対処:LiFePO4バッテリーは満充電付近でセルバランス調整が入るため、最後の数%は時間がかかります。充電ケーブルを接続したまま2〜3時間放置すると100%になる場合が多いです。それでも改善しない場合は、一度0%まで完全放電→満充電のサイクルを1回行うと、BMSの学習がリセットされ正常化することがあります。頻発する場合はファームウェアのアップデート確認またはサポート問い合わせを推奨します。
まとめ
BLUETTI AC180とEcoFlow DELTA 3は、どちらも1000Whクラスの優秀なポータブル電源ですが、それぞれ得意分野が異なります。

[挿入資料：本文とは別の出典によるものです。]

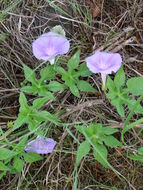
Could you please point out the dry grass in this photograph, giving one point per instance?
(89, 30)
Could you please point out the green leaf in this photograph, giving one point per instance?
(111, 141)
(140, 150)
(100, 153)
(82, 151)
(44, 92)
(84, 71)
(29, 74)
(29, 89)
(135, 86)
(32, 157)
(46, 116)
(3, 167)
(110, 85)
(47, 73)
(55, 86)
(39, 102)
(18, 164)
(119, 79)
(74, 61)
(85, 86)
(6, 154)
(109, 130)
(74, 90)
(19, 121)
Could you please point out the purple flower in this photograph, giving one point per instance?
(41, 145)
(48, 45)
(104, 63)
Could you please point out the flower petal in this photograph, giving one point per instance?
(103, 62)
(49, 45)
(41, 145)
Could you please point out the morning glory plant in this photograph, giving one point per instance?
(49, 45)
(41, 145)
(104, 63)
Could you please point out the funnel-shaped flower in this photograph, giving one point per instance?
(48, 45)
(104, 63)
(41, 145)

- 充電速度と軽量性を重視するならEcoFlow DELTA 3:約56分の急速充電と12.3kgの軽量設計が、車中泊・キャンプ・頻繁な持ち運びで圧倒的に有利です。初期価格も約1万円安く、拡張不要なら第一候補です。
- 容量と拡張性を重視するならBLUETTI AC180:1152Whの大容量と最大8192Whまでの拡張性が、長時間停電対策や将来的な大容量化ニーズに応えます。国内サポート体制の安心感も長期運用では重要です。
- 迷ったら用途で決める:「1時間以内の急速充電が必須か」「2000Wh超への拡張予定があるか」の2点が決め手です。どちらにも当てはまらなければ、セール価格と在庫で選んで問題ありません。
どちらを選んでも、ソーラーパネルとの組み合わせで電気代ゼロ運用が可能であり、停電対策・アウトドア・日常節電のすべてで活躍します。まずは自分の使い方を「充電時間」「持ち運び頻度」「拡張ニーズ」の3軸で整理し、それに合った本命機種を選んでください。